5.03.2010

Sometimes it’s hard to tell…

…whether Alan Greenspan is a moral idiot or just an idiot. Perhaps he is just so arrogant that the two forms of idiocy congeal into one reality-challenged character disorder. Consider Ryan Grim's Huffington Post report based on newly released Federal Open Market Committee meeting transcripts from 2004:

As top Federal Reserve officials debated whether there was a housing bubble and what to do about it, then-Chairman Alan Greenspan argued that the dissent should be kept secret so that the Fed wouldn't lose control of the debate to people less well-informed than themselves.

"We run the risk, by laying out the pros and cons of a particular argument, of inducing people to join in on the debate, and in this regard it is possible to lose control of a process that only we fully understand," Greenspan said, according to the transcripts of a March 2004 meeting.

Why is public accessibility to these debates important?
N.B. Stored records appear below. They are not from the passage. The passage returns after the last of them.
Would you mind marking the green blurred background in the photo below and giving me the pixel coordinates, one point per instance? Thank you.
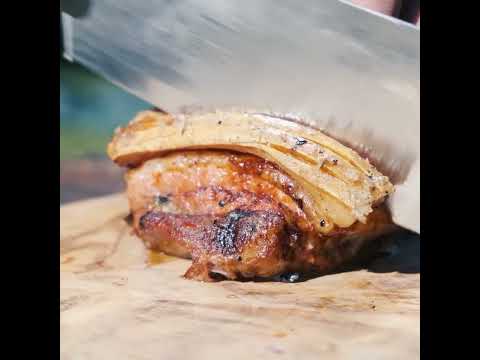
(90, 109)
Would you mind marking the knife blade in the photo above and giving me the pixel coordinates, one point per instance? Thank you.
(350, 72)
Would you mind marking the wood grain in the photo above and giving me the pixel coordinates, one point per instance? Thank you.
(118, 304)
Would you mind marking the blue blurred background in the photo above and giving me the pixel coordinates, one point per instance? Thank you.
(90, 109)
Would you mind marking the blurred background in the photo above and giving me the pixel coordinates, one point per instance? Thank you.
(90, 109)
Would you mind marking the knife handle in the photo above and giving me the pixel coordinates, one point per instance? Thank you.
(75, 8)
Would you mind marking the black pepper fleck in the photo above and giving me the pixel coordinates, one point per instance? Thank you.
(290, 277)
(161, 200)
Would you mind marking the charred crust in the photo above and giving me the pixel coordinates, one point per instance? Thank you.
(160, 199)
(227, 230)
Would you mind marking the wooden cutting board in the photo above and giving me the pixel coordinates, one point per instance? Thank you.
(120, 302)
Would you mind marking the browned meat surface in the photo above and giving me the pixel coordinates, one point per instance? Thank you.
(236, 216)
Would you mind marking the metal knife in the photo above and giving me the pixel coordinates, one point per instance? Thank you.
(353, 73)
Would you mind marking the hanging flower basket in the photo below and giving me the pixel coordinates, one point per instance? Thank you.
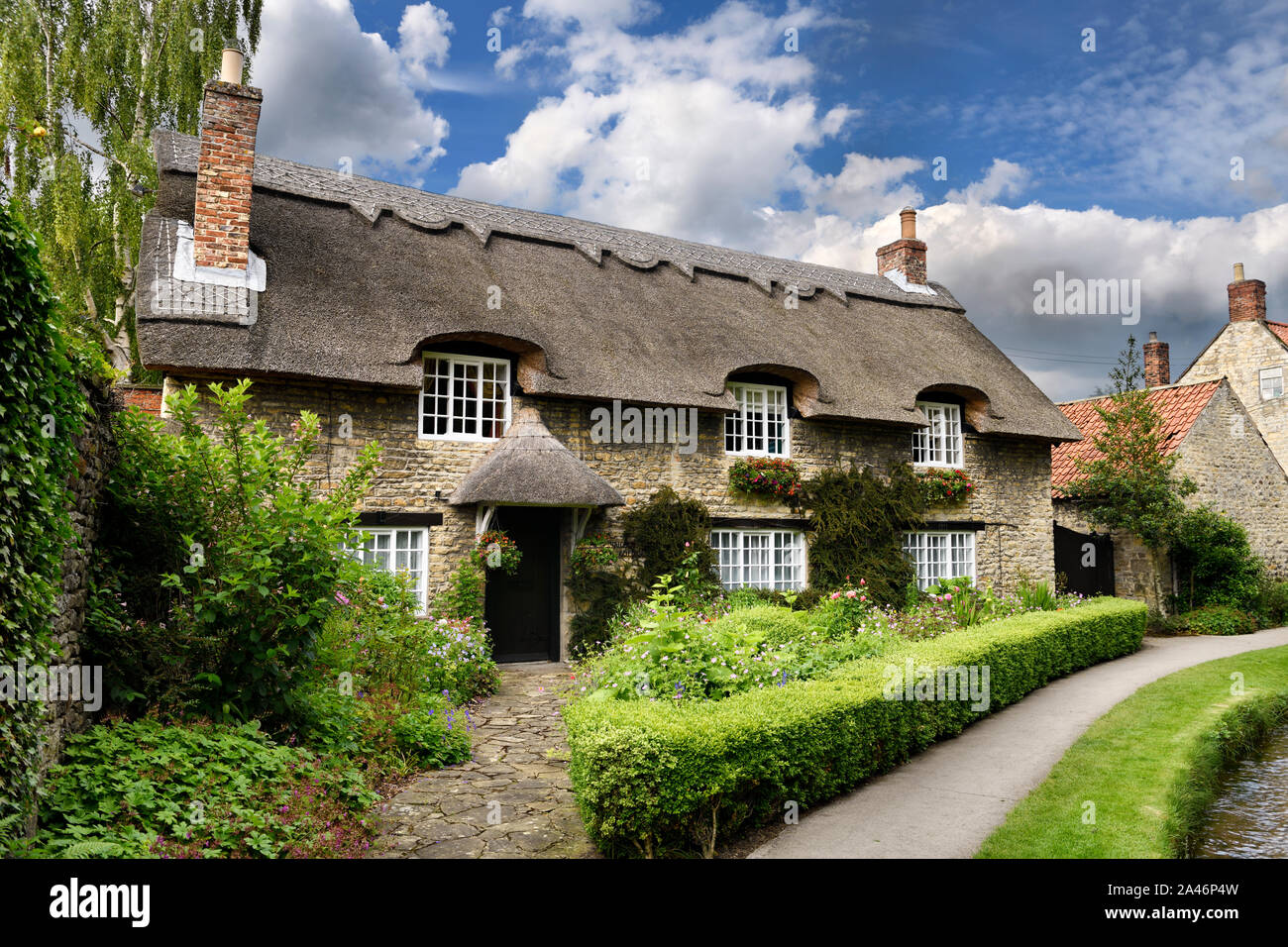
(765, 475)
(945, 486)
(494, 551)
(592, 553)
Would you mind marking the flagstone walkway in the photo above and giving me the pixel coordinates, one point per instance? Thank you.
(513, 799)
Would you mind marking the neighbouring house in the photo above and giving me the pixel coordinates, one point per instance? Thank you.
(1218, 446)
(1252, 354)
(497, 356)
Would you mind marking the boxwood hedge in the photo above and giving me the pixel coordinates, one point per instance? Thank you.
(660, 779)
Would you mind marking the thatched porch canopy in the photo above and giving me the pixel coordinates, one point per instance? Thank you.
(529, 467)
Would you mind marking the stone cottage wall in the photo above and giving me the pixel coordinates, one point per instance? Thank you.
(1239, 355)
(1133, 566)
(1237, 474)
(1013, 474)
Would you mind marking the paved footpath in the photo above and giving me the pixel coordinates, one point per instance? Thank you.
(944, 801)
(513, 799)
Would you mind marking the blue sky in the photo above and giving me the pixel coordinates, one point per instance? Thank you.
(1106, 163)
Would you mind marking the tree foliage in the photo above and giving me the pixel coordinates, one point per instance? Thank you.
(1131, 484)
(81, 86)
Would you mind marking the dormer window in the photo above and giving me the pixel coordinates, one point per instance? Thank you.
(464, 397)
(939, 444)
(1271, 382)
(758, 428)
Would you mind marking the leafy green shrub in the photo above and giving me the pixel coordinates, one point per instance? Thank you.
(600, 595)
(40, 410)
(1273, 604)
(665, 532)
(463, 598)
(1214, 560)
(859, 519)
(657, 776)
(200, 789)
(1218, 620)
(376, 638)
(751, 598)
(1037, 596)
(250, 549)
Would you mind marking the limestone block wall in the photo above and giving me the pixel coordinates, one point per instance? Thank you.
(1239, 355)
(1237, 474)
(1013, 474)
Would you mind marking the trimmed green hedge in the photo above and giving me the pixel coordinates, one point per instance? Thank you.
(656, 779)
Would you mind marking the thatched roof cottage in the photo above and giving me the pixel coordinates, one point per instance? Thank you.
(485, 347)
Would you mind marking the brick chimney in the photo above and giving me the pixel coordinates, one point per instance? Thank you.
(1158, 371)
(907, 256)
(1247, 298)
(230, 116)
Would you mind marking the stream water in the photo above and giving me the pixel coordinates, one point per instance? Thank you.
(1249, 815)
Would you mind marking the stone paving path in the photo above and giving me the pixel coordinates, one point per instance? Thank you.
(513, 799)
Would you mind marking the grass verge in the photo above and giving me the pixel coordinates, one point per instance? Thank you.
(1147, 770)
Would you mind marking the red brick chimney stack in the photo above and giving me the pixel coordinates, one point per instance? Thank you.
(1158, 369)
(226, 165)
(907, 254)
(1247, 298)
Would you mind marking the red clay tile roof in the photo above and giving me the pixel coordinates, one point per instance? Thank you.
(145, 398)
(1177, 405)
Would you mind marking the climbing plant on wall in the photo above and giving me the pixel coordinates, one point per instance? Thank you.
(42, 408)
(858, 523)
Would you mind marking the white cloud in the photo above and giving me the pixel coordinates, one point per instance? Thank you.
(1003, 179)
(333, 91)
(423, 39)
(684, 133)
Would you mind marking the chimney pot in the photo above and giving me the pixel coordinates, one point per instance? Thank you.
(1247, 298)
(1158, 369)
(231, 65)
(226, 167)
(907, 254)
(909, 223)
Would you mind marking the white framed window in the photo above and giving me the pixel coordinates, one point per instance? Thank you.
(398, 551)
(939, 556)
(758, 428)
(940, 442)
(760, 558)
(464, 397)
(1271, 382)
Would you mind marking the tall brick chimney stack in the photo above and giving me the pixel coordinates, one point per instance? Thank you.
(1158, 369)
(1247, 298)
(907, 254)
(230, 115)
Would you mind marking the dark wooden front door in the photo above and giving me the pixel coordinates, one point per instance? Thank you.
(1086, 561)
(523, 609)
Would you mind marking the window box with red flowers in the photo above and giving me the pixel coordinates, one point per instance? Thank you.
(765, 475)
(945, 484)
(496, 551)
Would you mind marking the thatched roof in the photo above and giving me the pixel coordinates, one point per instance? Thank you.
(531, 467)
(362, 275)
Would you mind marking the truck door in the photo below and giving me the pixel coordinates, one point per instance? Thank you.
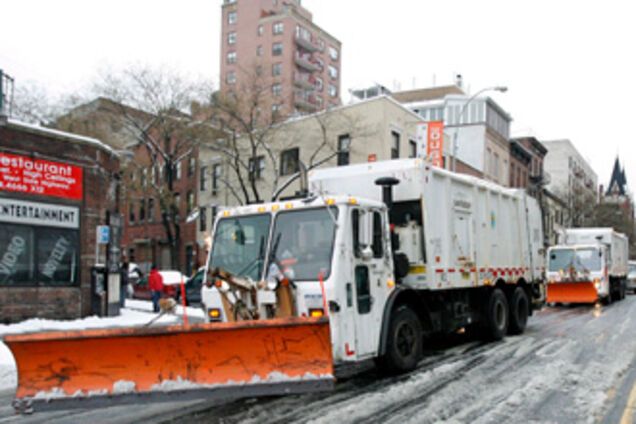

Greenspan provides a strong clue:

I must admit that I didn't think about some of these issues [regarding publicity and access to information] until I saw the comments others made, but I'm a little concerned about other people getting into the debate when they know far less than we do. I don't know what [Assistant Secretary of the Treasury] Michelle [Smith] has to say on this but my impression is that, if we go in that direction, we may find ourselves coming to a conclusion that is not based on our best judgment. She's nodding in agreement.

In other words, publicity or transparency about this decision was thought to pose a threat to the autocratic character of the Federal Reserve. Why would these financiers and their experts believe this? They might believe it because it is true, for one thing! Publicity does threaten the autocratic isolation of the Federal Reserve, as it does to any authoritarian institution.

More importantly, just look where the lack of publicity and thus accountability got the country and the world: Financial Hell. Thus the compelling issue raised by the minutes. As the Huffington Post suggests:

The release of the transcripts comes at a bad time politically for the Federal Reserve, as it works to prevent Congress from authorizing the Government Accountability Office to audit the central bank.

The audit language has already passed the House, despite White House and Fed opposition, and a Senate amendment by Bernie Sanders (I-Vt.) is gaining momentum, cosponsored as of Monday morning by ten Republicans and five Democrats.

But the Fed also benefits from the timing. "Transcripts of meetings for an entire year are released to the public with a five-year lag," according the Fed's own policy. Had the transcripts been released on time, they could have influenced the confirmation of Ben Bernanke for a second term as chairman. Meanwhile, the Fed policy of releasing a full year at once deprives the public of transcripts from the first four months of 2005, which are now five years old.